Abraham and Lot separate because their household servants and herdsmen won't stop fighting with each other, Genesis 13:7. Etching by Wenceslas Hollar (1607-77), via fandom.
Shorter David Brooks, "Harvey, Irma, Jose, and ... Noah", New York Times, September 12 2017:
In this fearful season of wind, storm, and flood, we naturally find ourselves asking whether humanity can learn anything from these events, in the form of questions like, Who was the best biblical patriarch, Noah, who had to deal with a worldwide flood, or Abraham, who didn't? Clearly, as many rabbis have said, Noah, who failed to argue with God and try to stop him from drowning all of humanity except for the Noah family, lacked the leadership qualities of Abraham, who protested against the destruction of Sodom.
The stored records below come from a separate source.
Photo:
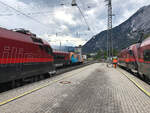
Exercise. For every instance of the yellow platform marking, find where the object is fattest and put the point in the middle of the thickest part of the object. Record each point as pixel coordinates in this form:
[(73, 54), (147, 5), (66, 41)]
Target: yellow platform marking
[(40, 87), (138, 85)]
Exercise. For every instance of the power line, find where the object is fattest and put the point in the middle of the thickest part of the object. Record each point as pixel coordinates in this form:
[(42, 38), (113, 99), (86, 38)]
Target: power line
[(23, 14), (75, 4)]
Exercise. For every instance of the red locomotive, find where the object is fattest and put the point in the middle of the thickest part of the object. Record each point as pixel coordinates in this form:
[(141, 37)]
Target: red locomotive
[(23, 55), (137, 58)]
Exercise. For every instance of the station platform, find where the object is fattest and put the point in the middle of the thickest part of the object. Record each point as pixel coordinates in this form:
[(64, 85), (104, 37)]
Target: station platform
[(90, 89)]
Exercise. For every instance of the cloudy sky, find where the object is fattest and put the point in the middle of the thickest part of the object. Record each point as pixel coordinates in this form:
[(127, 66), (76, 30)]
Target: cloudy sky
[(56, 23)]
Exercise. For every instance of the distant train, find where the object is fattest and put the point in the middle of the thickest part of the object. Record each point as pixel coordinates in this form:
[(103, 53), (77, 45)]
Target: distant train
[(137, 58), (23, 55)]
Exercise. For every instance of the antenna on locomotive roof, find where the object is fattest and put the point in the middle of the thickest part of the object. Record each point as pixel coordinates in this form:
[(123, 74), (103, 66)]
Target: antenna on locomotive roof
[(141, 34)]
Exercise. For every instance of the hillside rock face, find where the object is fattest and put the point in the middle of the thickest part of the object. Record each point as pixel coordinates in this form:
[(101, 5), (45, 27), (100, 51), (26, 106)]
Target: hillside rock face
[(124, 34)]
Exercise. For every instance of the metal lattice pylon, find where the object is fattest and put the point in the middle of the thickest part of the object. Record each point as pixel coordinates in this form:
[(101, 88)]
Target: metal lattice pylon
[(109, 30)]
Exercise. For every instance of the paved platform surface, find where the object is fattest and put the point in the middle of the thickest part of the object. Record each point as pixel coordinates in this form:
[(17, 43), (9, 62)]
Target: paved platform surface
[(92, 89)]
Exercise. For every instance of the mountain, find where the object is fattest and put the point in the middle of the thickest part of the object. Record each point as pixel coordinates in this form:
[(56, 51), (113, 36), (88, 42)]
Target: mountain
[(124, 34)]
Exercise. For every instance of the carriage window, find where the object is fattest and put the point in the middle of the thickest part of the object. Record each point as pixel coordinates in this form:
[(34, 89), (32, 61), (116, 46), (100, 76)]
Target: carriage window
[(147, 55), (41, 47), (131, 52), (48, 49)]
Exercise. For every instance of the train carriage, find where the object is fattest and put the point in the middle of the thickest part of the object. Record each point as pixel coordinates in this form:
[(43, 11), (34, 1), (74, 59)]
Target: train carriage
[(22, 55)]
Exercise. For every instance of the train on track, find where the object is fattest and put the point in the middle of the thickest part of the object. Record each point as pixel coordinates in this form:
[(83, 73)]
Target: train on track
[(136, 58), (24, 55)]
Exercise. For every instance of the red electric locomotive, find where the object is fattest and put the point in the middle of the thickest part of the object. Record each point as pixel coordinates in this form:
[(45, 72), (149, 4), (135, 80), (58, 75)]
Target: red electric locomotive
[(23, 55), (137, 58)]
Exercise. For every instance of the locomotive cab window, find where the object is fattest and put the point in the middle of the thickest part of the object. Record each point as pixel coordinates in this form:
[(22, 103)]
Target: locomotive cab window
[(131, 52), (48, 49), (147, 55)]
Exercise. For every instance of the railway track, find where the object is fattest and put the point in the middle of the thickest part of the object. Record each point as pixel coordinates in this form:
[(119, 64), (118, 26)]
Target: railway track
[(8, 86)]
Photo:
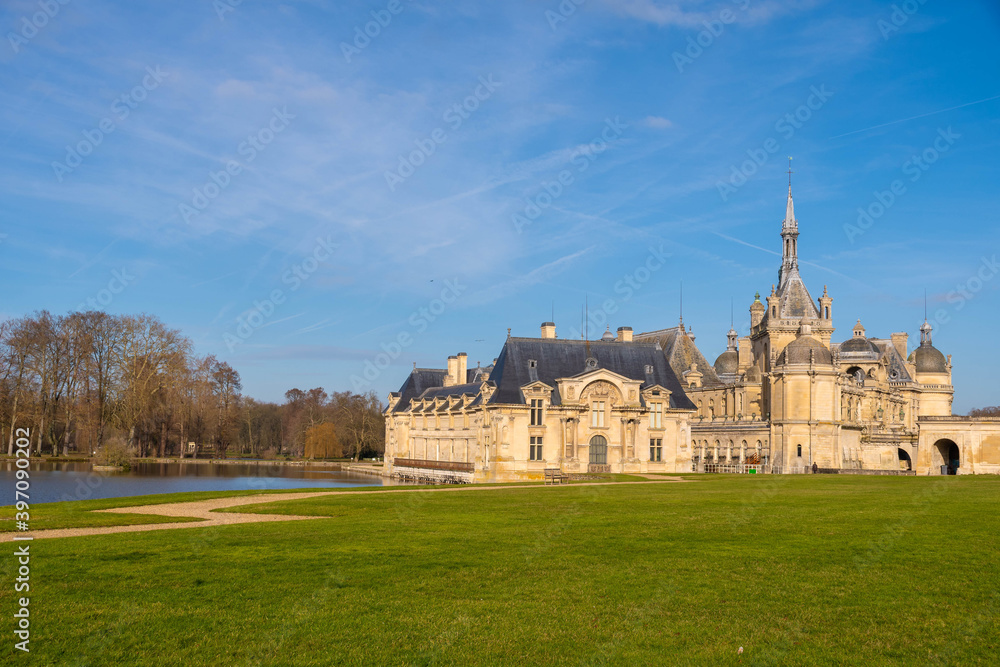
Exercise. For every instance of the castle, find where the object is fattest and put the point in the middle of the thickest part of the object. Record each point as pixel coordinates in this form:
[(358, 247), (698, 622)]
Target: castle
[(784, 399)]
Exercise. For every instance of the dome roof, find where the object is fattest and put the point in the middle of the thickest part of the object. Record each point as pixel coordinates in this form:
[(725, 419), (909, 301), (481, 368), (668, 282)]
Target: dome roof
[(859, 346), (804, 349), (929, 359), (728, 363)]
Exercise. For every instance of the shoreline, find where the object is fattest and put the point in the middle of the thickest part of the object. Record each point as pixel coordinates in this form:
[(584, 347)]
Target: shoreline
[(338, 465)]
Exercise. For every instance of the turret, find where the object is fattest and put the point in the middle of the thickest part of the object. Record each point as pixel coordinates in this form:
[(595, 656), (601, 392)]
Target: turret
[(757, 310)]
It is possible that Noah drank out of survivor guilt. Noah took an attitude of blind obedience, whereas Abraham had what Rabbi Sacks calls a "hearkening mentality". This is why Noah failed to recreate the world successfully, because he wasn't a strong individual willing to link himself to collective institutions. What, did I say that?
Bonus snuck-in climate change denial:
Today we live amid many floods. Some, like Harvey or Irma, are natural. Others are man-made.